Leaves as unique type, vs single node type.
The leaf elements of the tree data structure don't need as much information as their parent nodes. They don't have dividers. So half of the nodes of the data structure have a field that stores no information. It can be tempting to give the leaf nodes a separate type to improve memory usage, but the divider size is small, and the number of nodes in general is relatively small compared to the number of aabbs. The leaves would also have to live in their own container (or you'd have to deal with alignment problems), which would lead to more complexity while iterating down the tree.
Tree structure data separate from elements in memory, vs intertwined
There is a certain appeal to storing the tree elements and tree data intertwined in the same piece of contiguous memory. Cache coherency might be improved since there is very little chance that the tree data, and the elements that belong to that node are not in the same cache block. But there is added complexity. Because the elements that are inserted into the tree are generic, the alignment of the objects may not match that of the tree data object. This would lead to wasted padded space that must be inserted into the tree to accommodate this. Additionally, while this data structure could be faster at querying, it would be slower if the user just wants to iterate through all the elements in the tree. The cache misses don't happen that often since the chance of a cache miss only happens on a per node basis, instead of per element. Moreover, I think the tree data structure itself is very small and has a good chance of being completely in a cache block.
Dfs in-order vs Dfs pre-order vs Bfs order.
The main primitive that they use is accessing the two children nodes from a parent node. Fundamentally, if I have a node, I would hope that the two children nodes are somewhat nearby to where the node I am currently at is. More importantly, the further down the tree I go, I would hope this is more and more so the case (as I have to do it for more and more nodes). For example, the closeness of the children nodes to the root isn't that important since there is only one of those.

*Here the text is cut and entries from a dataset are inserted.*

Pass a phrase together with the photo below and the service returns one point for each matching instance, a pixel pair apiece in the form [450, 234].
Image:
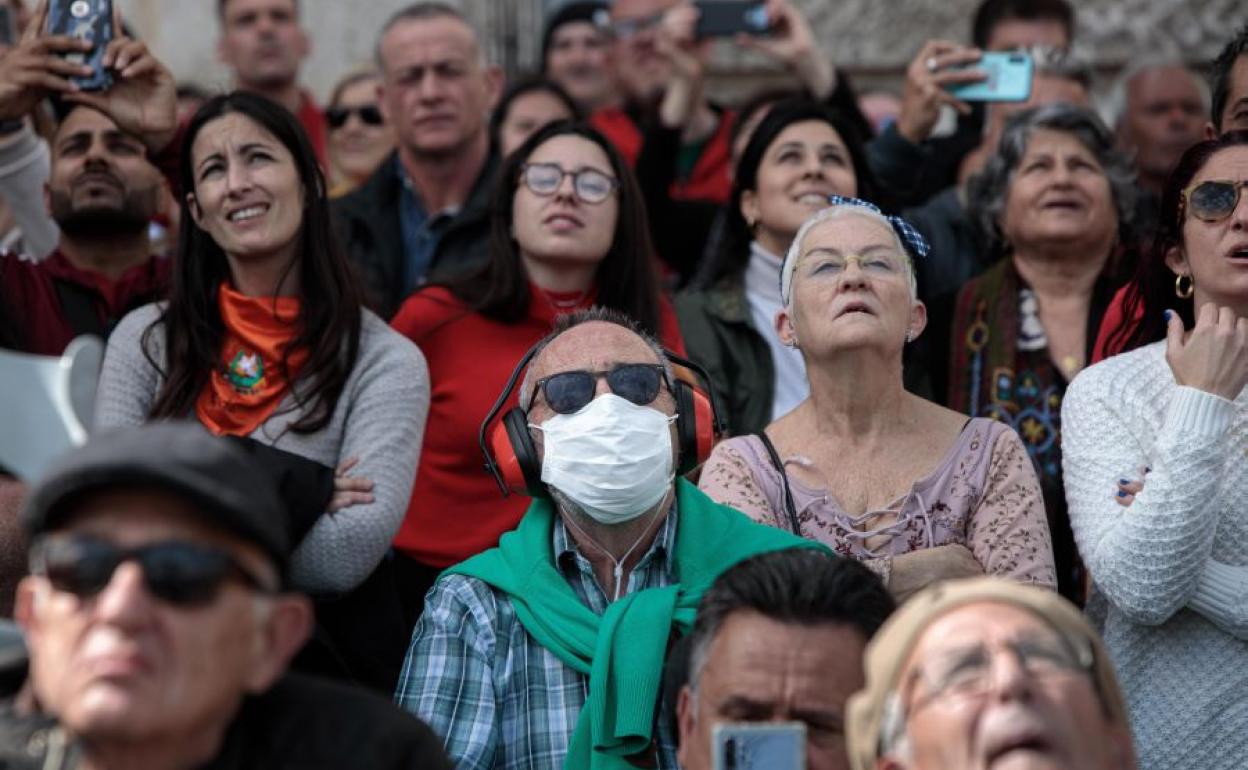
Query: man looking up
[160, 627]
[780, 638]
[262, 43]
[424, 212]
[102, 191]
[547, 652]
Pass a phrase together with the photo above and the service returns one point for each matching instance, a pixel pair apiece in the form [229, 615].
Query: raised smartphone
[759, 746]
[1009, 77]
[729, 18]
[89, 20]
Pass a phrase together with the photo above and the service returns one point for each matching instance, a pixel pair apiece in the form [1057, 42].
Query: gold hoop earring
[1179, 290]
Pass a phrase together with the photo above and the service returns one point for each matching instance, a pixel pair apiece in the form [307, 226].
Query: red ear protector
[512, 458]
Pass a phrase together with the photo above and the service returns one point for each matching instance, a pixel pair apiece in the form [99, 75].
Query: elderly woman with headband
[915, 491]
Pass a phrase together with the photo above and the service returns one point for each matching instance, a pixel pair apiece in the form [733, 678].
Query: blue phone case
[87, 20]
[1009, 77]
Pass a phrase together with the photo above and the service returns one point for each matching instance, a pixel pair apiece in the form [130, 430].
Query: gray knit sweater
[1174, 564]
[380, 418]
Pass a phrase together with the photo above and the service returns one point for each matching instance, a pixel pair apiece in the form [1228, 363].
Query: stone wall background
[871, 39]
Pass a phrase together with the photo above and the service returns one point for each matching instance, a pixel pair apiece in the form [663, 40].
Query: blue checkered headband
[911, 240]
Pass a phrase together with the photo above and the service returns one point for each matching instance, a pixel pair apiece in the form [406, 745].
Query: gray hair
[987, 190]
[1116, 106]
[826, 215]
[424, 10]
[599, 313]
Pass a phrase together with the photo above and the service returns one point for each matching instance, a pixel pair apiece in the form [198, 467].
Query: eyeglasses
[1213, 200]
[569, 392]
[184, 574]
[592, 186]
[969, 672]
[371, 115]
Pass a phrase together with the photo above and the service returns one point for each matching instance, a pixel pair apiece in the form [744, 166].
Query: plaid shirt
[497, 698]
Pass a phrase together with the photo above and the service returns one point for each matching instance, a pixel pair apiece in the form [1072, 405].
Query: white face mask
[613, 458]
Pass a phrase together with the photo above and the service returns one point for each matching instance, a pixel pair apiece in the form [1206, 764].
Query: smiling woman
[1056, 199]
[265, 338]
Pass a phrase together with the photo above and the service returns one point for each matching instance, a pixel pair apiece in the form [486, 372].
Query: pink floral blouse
[984, 496]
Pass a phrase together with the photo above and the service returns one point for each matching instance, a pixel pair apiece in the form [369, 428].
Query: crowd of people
[563, 419]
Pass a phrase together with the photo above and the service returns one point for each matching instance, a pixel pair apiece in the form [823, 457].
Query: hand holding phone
[759, 746]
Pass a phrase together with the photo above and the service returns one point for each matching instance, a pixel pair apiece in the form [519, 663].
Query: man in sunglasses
[985, 673]
[160, 628]
[547, 652]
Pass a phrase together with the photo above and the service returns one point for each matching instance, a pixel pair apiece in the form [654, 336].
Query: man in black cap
[574, 54]
[160, 629]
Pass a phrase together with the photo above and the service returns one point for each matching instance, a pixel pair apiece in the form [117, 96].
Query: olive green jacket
[720, 337]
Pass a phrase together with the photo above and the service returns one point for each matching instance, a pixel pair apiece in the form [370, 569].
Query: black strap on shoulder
[79, 305]
[789, 507]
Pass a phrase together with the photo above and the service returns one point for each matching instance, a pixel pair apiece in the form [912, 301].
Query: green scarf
[622, 650]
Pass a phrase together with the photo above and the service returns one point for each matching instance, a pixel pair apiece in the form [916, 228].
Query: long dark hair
[1152, 291]
[730, 260]
[330, 311]
[627, 277]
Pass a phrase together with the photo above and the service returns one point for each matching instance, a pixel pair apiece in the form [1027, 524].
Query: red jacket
[456, 508]
[33, 296]
[708, 181]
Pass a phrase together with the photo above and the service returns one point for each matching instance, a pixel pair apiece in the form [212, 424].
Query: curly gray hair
[987, 190]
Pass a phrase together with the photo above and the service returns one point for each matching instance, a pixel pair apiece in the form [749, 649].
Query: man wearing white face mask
[547, 652]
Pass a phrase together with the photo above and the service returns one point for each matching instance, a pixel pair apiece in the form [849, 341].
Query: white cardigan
[1174, 564]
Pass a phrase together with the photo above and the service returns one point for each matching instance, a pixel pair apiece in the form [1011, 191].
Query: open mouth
[246, 215]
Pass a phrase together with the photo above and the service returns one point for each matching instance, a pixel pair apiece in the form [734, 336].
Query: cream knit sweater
[380, 418]
[1174, 564]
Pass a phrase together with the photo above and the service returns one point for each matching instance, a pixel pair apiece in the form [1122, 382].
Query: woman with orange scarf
[265, 338]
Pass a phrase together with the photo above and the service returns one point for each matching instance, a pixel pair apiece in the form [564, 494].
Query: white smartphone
[779, 745]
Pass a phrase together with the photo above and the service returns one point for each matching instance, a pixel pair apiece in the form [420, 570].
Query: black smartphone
[89, 20]
[8, 26]
[729, 18]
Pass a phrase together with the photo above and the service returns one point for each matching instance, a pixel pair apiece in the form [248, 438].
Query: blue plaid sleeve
[447, 678]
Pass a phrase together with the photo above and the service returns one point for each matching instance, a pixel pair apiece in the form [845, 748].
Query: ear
[784, 327]
[749, 206]
[280, 635]
[917, 318]
[1177, 261]
[687, 724]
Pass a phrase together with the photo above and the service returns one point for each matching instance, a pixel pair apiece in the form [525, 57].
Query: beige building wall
[870, 38]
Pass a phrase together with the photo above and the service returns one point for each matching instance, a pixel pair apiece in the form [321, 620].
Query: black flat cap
[215, 476]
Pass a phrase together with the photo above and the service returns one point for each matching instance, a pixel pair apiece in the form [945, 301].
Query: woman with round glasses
[799, 155]
[912, 489]
[1171, 554]
[568, 231]
[360, 137]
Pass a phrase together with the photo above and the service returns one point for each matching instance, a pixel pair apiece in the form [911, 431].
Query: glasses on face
[824, 263]
[371, 115]
[969, 672]
[182, 574]
[1213, 200]
[592, 186]
[569, 392]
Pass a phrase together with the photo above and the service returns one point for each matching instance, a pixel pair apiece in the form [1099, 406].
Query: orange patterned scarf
[251, 382]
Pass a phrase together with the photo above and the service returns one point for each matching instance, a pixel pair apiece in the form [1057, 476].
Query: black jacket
[368, 226]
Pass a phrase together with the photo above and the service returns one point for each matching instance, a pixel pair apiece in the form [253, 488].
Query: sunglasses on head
[184, 574]
[569, 392]
[1213, 200]
[371, 115]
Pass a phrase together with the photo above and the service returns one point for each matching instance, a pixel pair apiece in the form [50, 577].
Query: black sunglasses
[370, 114]
[569, 392]
[180, 573]
[1213, 200]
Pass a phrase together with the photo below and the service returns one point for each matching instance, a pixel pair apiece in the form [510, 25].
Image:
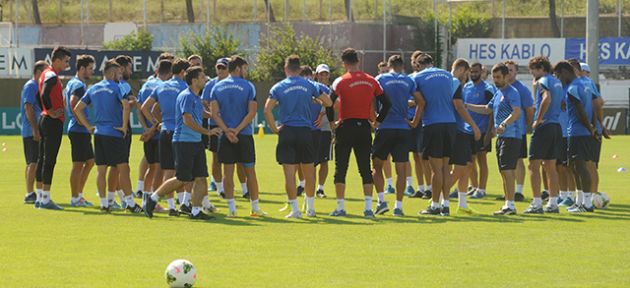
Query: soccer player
[30, 110]
[580, 131]
[438, 119]
[80, 137]
[111, 118]
[159, 108]
[467, 135]
[233, 102]
[51, 122]
[506, 109]
[479, 92]
[392, 134]
[221, 68]
[527, 107]
[546, 140]
[295, 150]
[190, 156]
[151, 136]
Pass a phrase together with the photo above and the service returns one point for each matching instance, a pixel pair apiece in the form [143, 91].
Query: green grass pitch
[83, 248]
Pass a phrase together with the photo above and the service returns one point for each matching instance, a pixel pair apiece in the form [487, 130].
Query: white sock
[341, 204]
[461, 196]
[231, 205]
[368, 203]
[381, 197]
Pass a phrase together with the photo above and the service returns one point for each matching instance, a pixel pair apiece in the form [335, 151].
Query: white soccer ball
[601, 200]
[181, 274]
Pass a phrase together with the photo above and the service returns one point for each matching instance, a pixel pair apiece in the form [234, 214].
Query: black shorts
[167, 161]
[31, 150]
[563, 158]
[546, 142]
[438, 140]
[463, 149]
[295, 146]
[152, 150]
[241, 152]
[523, 152]
[213, 141]
[416, 139]
[393, 142]
[81, 146]
[110, 150]
[508, 150]
[581, 148]
[190, 161]
[325, 147]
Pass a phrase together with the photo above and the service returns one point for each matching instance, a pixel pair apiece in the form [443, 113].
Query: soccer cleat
[567, 202]
[381, 208]
[338, 213]
[201, 216]
[30, 198]
[149, 206]
[431, 211]
[50, 206]
[398, 212]
[505, 211]
[534, 210]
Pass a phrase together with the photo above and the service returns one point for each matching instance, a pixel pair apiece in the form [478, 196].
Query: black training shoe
[149, 206]
[201, 216]
[185, 209]
[431, 211]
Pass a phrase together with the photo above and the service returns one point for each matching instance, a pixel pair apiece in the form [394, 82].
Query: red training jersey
[355, 92]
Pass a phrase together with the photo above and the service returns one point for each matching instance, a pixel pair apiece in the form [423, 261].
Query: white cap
[322, 68]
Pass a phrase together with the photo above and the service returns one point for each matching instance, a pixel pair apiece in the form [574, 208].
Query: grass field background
[84, 248]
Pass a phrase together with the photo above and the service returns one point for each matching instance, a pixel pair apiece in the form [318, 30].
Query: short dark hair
[236, 62]
[501, 68]
[180, 65]
[540, 62]
[84, 61]
[306, 71]
[165, 67]
[349, 56]
[395, 61]
[292, 63]
[59, 52]
[39, 66]
[563, 65]
[192, 73]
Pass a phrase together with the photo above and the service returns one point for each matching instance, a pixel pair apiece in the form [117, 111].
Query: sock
[587, 201]
[310, 203]
[232, 205]
[461, 196]
[140, 185]
[368, 203]
[341, 204]
[381, 197]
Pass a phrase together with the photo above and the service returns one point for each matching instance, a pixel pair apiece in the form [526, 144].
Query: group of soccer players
[446, 120]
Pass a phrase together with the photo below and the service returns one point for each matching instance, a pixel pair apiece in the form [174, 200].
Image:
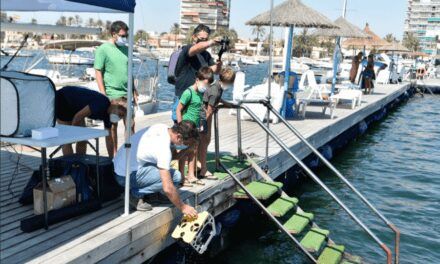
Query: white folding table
[66, 135]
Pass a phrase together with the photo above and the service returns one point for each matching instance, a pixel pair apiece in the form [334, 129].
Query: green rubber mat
[232, 163]
[331, 254]
[282, 205]
[298, 222]
[260, 189]
[314, 239]
[352, 260]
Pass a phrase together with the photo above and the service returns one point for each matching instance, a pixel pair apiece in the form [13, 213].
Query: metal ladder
[309, 172]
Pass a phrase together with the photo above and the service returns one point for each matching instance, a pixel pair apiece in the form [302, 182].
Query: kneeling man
[73, 104]
[151, 154]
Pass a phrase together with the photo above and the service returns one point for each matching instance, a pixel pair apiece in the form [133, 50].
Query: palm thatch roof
[369, 43]
[394, 47]
[293, 13]
[346, 29]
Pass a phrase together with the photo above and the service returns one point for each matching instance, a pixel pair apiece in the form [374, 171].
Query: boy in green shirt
[111, 67]
[189, 108]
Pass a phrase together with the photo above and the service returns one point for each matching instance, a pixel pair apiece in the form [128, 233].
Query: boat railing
[240, 106]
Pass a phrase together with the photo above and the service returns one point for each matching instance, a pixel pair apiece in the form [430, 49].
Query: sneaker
[140, 204]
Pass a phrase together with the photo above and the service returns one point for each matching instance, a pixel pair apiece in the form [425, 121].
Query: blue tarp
[121, 5]
[92, 6]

On the other hand, the closeness of the children nodes for the nodes at the 5th level of the tree are more important since that are 32 of them.
So how can we layout the nodes in memory to achieve this? Well, putting them in memory in breadth first order doesn't cut it. This achieves the exact opposite. For example, the children of the root are literally right next to it. On the other hand the children of the most left node on the 5th level only show up after you look over all the other nodes at the 5th level. Depth first search gives us the properties that we want. With this ordering, all the parents of leaf nodes are literally right next to them in memory. The children of the root node are potentially extremely far apart, but that is okay since there is only one of them.
Dfs in order uses more memory during construction from during recursion, but it gives you the nice property of the following: If a node is to the left of another node in space, then that node is to the left of that node in memory. Not sure when this property would every be useful, however.
Dfs pre-order and post-order might be more cache friendly. With these layouts, there is just one memory segment that shrinks in size as you recurse. This gives you a nice property you don't have with in-order. Given a node, you can represent all the aabbs underneath it as one contiguous slice. This property is relied on in the nbody impl. broccoli uses dfs pre-order.